Die Wissenschaftler um Fernando Nottebohm gingen von der Frage aus, wie Lebewesen, die vergleichsweise kleine Hirne, aber eine relativ lange Lebensdauer haben ? wie eben Singvögel, die mehr als 20 Jahre alt werden können ? mit ihrem Gedächtnisspeicherplatz auskommen. Sie nahmen an, dass viele Neuronen immer wieder erneuert werden. Nur einige bleiben über lange Zeit erhalten und schaffen somit das Langzeitgedächtnis.
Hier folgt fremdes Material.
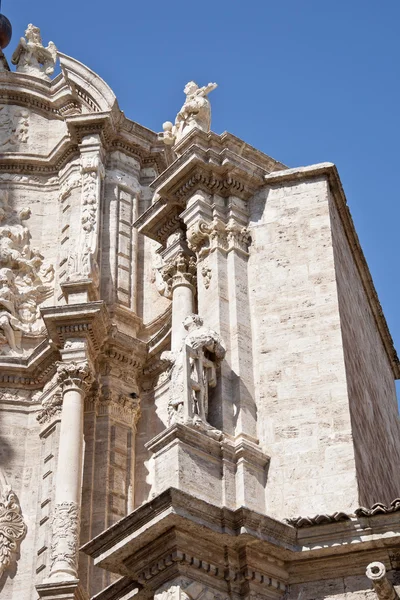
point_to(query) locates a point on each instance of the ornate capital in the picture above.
(179, 270)
(12, 527)
(65, 541)
(74, 376)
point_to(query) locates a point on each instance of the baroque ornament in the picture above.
(65, 526)
(25, 280)
(83, 262)
(195, 113)
(193, 372)
(74, 375)
(177, 271)
(12, 525)
(32, 58)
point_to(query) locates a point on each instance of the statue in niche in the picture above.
(195, 113)
(24, 279)
(194, 371)
(32, 58)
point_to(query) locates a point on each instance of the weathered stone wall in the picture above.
(370, 381)
(301, 391)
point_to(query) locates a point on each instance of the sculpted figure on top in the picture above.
(32, 57)
(195, 112)
(194, 370)
(24, 279)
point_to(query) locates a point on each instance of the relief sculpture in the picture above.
(24, 279)
(12, 525)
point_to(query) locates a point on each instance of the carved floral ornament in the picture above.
(204, 238)
(12, 525)
(25, 279)
(73, 375)
(65, 526)
(180, 270)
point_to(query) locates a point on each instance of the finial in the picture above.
(5, 31)
(5, 38)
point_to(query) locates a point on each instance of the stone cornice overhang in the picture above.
(329, 171)
(30, 372)
(362, 538)
(221, 165)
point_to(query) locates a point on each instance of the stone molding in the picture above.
(12, 526)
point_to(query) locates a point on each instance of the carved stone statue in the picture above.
(24, 279)
(195, 112)
(193, 372)
(12, 525)
(32, 57)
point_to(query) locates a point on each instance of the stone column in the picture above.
(179, 274)
(74, 378)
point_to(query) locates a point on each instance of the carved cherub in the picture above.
(32, 57)
(195, 112)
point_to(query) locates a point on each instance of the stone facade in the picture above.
(197, 393)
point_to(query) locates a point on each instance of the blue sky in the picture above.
(304, 81)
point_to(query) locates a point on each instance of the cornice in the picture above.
(215, 170)
(338, 544)
(329, 171)
(89, 320)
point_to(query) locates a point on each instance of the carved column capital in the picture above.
(119, 406)
(74, 376)
(179, 270)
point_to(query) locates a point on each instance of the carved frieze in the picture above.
(12, 525)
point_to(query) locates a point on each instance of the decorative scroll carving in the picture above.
(204, 238)
(24, 279)
(195, 113)
(14, 127)
(65, 527)
(193, 372)
(178, 271)
(74, 375)
(12, 525)
(32, 58)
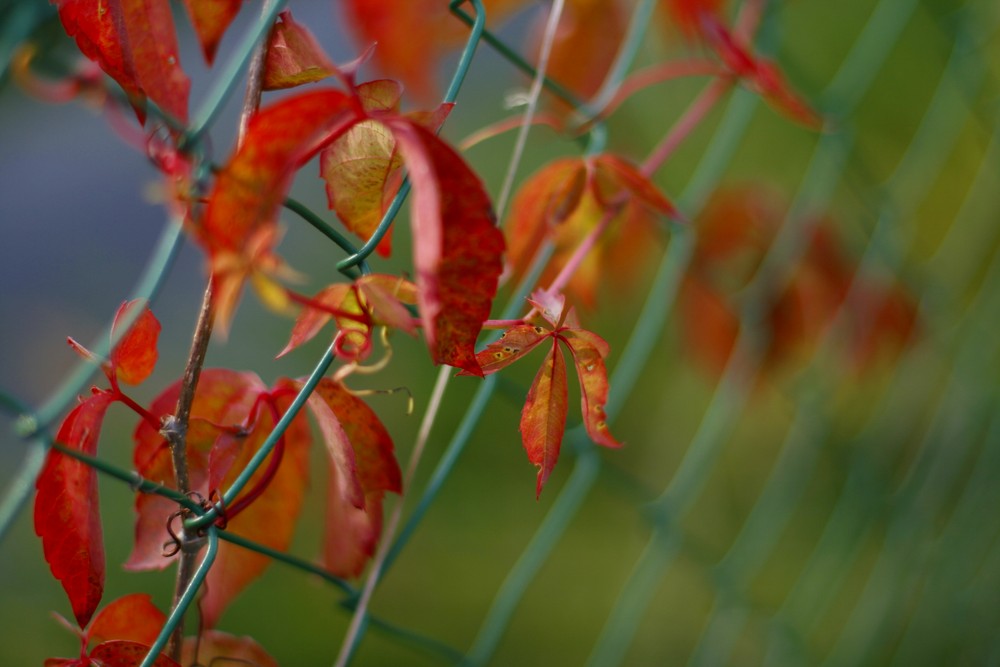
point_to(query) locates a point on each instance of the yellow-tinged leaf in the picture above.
(543, 418)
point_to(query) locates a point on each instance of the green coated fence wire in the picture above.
(904, 528)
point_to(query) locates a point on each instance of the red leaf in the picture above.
(96, 31)
(311, 320)
(223, 398)
(386, 298)
(360, 170)
(66, 509)
(270, 519)
(344, 484)
(545, 200)
(566, 200)
(589, 351)
(293, 56)
(150, 42)
(210, 19)
(134, 358)
(702, 18)
(213, 647)
(624, 179)
(586, 44)
(352, 530)
(688, 13)
(134, 42)
(457, 247)
(511, 346)
(132, 617)
(375, 299)
(120, 653)
(239, 223)
(543, 418)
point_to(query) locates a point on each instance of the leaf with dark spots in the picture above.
(543, 418)
(457, 247)
(67, 516)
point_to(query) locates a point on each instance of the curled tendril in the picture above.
(177, 538)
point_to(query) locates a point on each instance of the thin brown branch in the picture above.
(175, 428)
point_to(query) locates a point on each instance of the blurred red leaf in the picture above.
(294, 57)
(131, 617)
(211, 18)
(67, 517)
(457, 247)
(151, 43)
(270, 519)
(735, 231)
(122, 653)
(134, 42)
(586, 43)
(353, 528)
(224, 399)
(688, 13)
(566, 200)
(212, 647)
(239, 224)
(703, 19)
(134, 358)
(410, 54)
(372, 300)
(311, 320)
(543, 418)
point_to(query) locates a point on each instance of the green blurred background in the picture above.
(833, 518)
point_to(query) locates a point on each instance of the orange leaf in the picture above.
(239, 223)
(352, 529)
(151, 44)
(543, 418)
(270, 519)
(511, 346)
(688, 13)
(384, 299)
(211, 18)
(362, 169)
(358, 169)
(589, 351)
(121, 653)
(223, 398)
(212, 647)
(311, 320)
(66, 509)
(566, 200)
(95, 27)
(615, 178)
(134, 358)
(457, 247)
(545, 200)
(411, 34)
(586, 44)
(293, 56)
(131, 617)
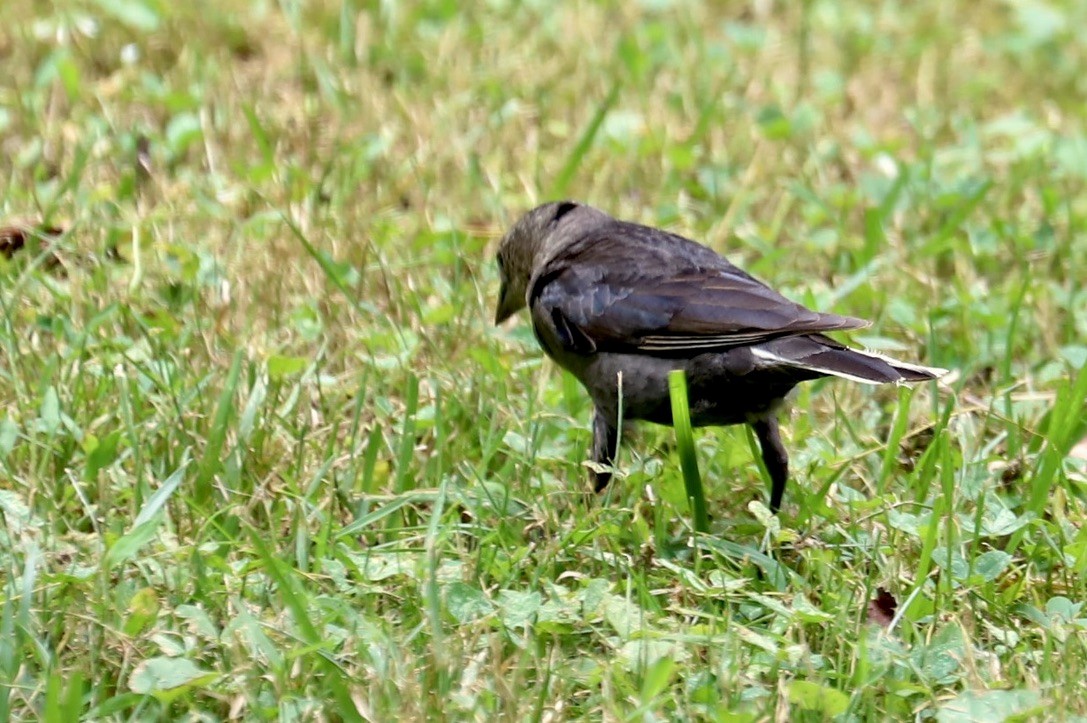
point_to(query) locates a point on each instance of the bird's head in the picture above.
(524, 248)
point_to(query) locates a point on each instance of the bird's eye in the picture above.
(563, 209)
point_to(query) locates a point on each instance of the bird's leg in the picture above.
(604, 437)
(774, 457)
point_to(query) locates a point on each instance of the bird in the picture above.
(621, 306)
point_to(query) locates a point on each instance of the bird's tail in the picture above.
(822, 356)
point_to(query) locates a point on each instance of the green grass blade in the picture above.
(688, 458)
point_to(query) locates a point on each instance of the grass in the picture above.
(263, 456)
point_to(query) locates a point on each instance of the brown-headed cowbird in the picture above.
(608, 297)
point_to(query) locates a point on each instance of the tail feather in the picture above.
(825, 357)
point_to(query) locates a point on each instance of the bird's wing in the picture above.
(663, 297)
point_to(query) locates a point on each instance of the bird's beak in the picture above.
(504, 309)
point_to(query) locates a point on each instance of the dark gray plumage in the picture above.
(610, 297)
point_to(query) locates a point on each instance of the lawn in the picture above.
(264, 456)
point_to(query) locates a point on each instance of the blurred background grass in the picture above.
(262, 455)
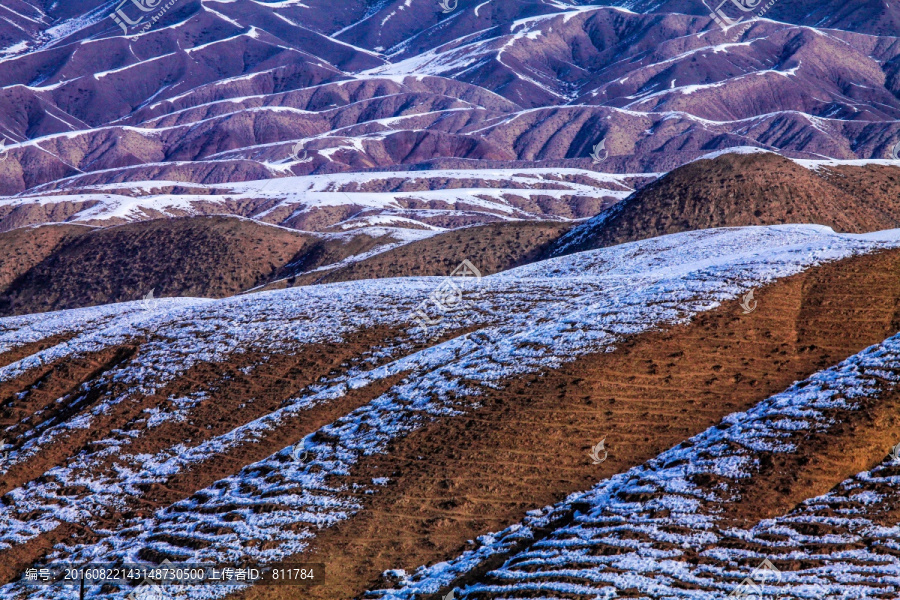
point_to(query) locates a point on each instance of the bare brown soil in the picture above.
(491, 248)
(236, 396)
(527, 447)
(200, 256)
(23, 249)
(751, 189)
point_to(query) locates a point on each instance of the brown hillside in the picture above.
(527, 447)
(203, 256)
(24, 249)
(744, 189)
(491, 248)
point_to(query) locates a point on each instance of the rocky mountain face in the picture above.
(216, 92)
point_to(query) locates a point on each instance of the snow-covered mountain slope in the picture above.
(429, 201)
(171, 428)
(676, 527)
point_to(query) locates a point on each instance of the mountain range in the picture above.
(451, 299)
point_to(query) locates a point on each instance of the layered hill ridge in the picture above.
(757, 188)
(223, 91)
(58, 267)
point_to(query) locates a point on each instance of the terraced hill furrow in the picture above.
(186, 446)
(776, 483)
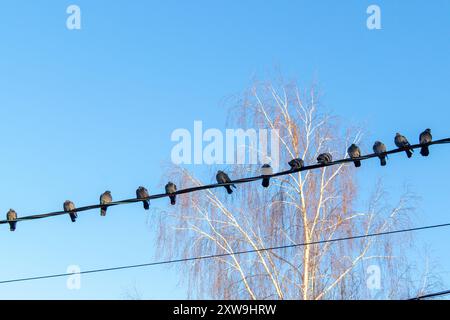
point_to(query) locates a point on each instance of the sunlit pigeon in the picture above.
(69, 207)
(379, 148)
(354, 152)
(222, 177)
(105, 198)
(142, 193)
(266, 170)
(296, 164)
(401, 142)
(324, 158)
(11, 216)
(171, 188)
(425, 137)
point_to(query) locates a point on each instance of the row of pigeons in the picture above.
(105, 199)
(353, 151)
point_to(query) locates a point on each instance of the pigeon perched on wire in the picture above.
(222, 177)
(70, 207)
(379, 148)
(266, 170)
(296, 164)
(354, 152)
(324, 158)
(142, 193)
(105, 198)
(425, 137)
(11, 216)
(401, 142)
(171, 188)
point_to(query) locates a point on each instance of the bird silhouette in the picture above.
(105, 198)
(354, 152)
(425, 137)
(401, 142)
(170, 189)
(296, 164)
(11, 216)
(222, 177)
(266, 170)
(324, 158)
(142, 193)
(69, 207)
(379, 148)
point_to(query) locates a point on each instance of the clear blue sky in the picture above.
(89, 110)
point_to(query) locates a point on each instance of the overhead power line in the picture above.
(432, 295)
(377, 234)
(217, 185)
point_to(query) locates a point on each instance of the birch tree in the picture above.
(303, 207)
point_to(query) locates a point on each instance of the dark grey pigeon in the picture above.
(266, 170)
(11, 216)
(379, 148)
(171, 188)
(70, 207)
(142, 193)
(105, 198)
(425, 137)
(296, 164)
(401, 142)
(222, 177)
(354, 152)
(324, 158)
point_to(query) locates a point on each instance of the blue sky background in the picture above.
(89, 110)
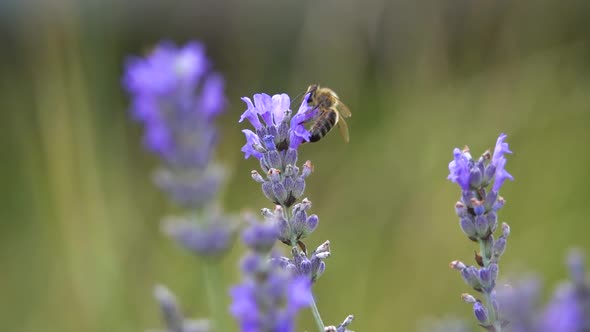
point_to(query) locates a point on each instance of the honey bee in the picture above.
(331, 112)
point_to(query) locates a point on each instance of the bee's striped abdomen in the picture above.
(325, 122)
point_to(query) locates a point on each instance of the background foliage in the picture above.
(80, 243)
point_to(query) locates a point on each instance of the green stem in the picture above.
(493, 315)
(316, 316)
(215, 293)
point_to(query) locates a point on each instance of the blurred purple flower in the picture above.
(176, 98)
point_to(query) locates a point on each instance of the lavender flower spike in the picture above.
(269, 297)
(274, 141)
(477, 212)
(176, 97)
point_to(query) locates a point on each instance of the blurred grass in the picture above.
(80, 241)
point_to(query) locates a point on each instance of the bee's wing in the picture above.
(343, 109)
(343, 127)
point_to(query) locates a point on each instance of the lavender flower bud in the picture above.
(257, 177)
(499, 203)
(505, 229)
(492, 220)
(307, 169)
(320, 270)
(488, 244)
(298, 187)
(460, 209)
(490, 199)
(290, 157)
(471, 277)
(499, 247)
(278, 188)
(268, 192)
(468, 227)
(475, 178)
(305, 267)
(310, 225)
(323, 250)
(487, 277)
(478, 207)
(481, 313)
(457, 265)
(272, 158)
(481, 225)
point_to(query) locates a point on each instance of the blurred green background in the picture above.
(80, 242)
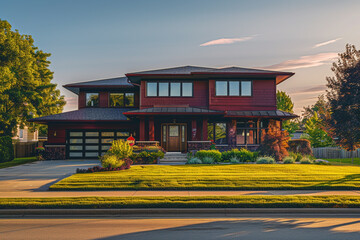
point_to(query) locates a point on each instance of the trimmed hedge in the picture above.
(6, 149)
(214, 154)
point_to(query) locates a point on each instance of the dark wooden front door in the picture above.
(173, 137)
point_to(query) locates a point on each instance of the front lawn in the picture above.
(183, 202)
(217, 177)
(344, 161)
(17, 161)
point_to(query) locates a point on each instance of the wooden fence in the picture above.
(334, 152)
(24, 149)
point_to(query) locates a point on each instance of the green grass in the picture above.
(184, 202)
(344, 161)
(17, 161)
(217, 177)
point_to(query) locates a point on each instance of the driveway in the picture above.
(38, 176)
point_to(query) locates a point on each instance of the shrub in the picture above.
(275, 142)
(243, 155)
(6, 149)
(265, 160)
(305, 160)
(147, 157)
(234, 160)
(208, 160)
(121, 149)
(296, 156)
(111, 161)
(288, 160)
(214, 154)
(302, 146)
(194, 161)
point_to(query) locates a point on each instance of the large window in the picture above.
(233, 88)
(249, 132)
(92, 99)
(169, 89)
(122, 99)
(217, 132)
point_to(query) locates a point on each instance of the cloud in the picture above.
(326, 43)
(222, 41)
(305, 61)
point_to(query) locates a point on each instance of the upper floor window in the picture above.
(92, 99)
(233, 88)
(169, 89)
(122, 99)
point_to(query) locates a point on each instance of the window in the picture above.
(233, 88)
(248, 132)
(221, 88)
(92, 99)
(187, 89)
(245, 88)
(122, 99)
(169, 89)
(164, 89)
(151, 89)
(217, 132)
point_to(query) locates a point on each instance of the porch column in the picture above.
(193, 129)
(151, 129)
(142, 129)
(204, 129)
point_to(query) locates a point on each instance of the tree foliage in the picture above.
(344, 99)
(284, 103)
(26, 90)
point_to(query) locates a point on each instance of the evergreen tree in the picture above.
(26, 90)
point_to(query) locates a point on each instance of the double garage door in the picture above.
(91, 144)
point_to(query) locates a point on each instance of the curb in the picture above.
(174, 211)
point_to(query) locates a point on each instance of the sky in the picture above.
(91, 40)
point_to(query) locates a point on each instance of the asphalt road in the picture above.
(189, 228)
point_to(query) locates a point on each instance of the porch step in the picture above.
(174, 158)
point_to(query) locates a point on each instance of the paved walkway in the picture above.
(34, 179)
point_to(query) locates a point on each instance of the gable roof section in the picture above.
(194, 70)
(120, 82)
(86, 114)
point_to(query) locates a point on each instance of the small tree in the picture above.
(284, 103)
(344, 98)
(275, 142)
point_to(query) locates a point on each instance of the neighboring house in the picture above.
(181, 109)
(26, 135)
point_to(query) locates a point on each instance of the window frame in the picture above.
(123, 103)
(169, 91)
(228, 88)
(86, 99)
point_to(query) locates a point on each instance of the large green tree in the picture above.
(26, 90)
(344, 99)
(284, 103)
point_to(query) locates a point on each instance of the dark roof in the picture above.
(87, 114)
(194, 70)
(173, 110)
(274, 113)
(120, 82)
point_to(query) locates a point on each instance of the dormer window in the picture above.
(233, 88)
(92, 99)
(169, 89)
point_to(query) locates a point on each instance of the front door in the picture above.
(173, 137)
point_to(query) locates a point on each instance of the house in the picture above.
(181, 109)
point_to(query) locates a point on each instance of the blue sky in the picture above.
(92, 40)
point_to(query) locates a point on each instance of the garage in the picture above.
(91, 143)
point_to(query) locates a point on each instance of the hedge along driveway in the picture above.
(217, 177)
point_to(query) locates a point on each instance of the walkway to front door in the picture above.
(173, 137)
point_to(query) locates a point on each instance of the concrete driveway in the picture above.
(38, 176)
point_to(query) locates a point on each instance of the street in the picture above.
(277, 227)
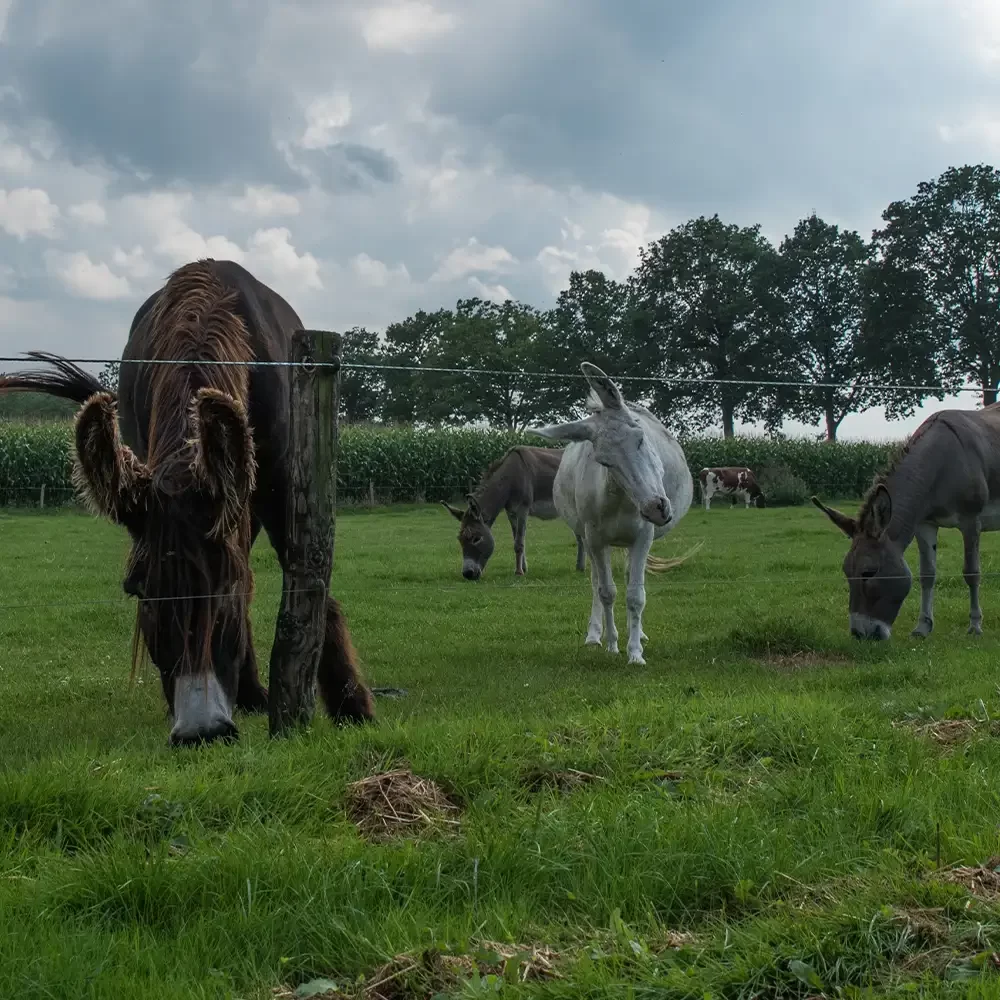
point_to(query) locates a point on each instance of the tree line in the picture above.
(715, 307)
(720, 325)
Die anderen sterben nach drei bis fünf Wochen ab. Dann fragten sich Nottebohm und seine Kollegen, ob der Neuaufbau der Nervenzellen in einem Zusammenhang mit dem sozialen Leben der Vögel stehe. Hierzu injizierten die Forscher einigen Zebrafinken Thymidin, eine radioaktive Substanz, durch die die Bildung neuer Nervenzellen sichtbar gemacht und verfolgt werden kann.
Sie teilten die Zebrafinken in drei Gruppen: Einige wurden jeweils allein eingesperrt, andere kamen zusammen mit einem Zebrafink des anderen Geschlechts zusammen in einen Käfig, und eine dritte Gruppe wurde zu einer großen Gruppe von 45 anderen Zebrafinken getan.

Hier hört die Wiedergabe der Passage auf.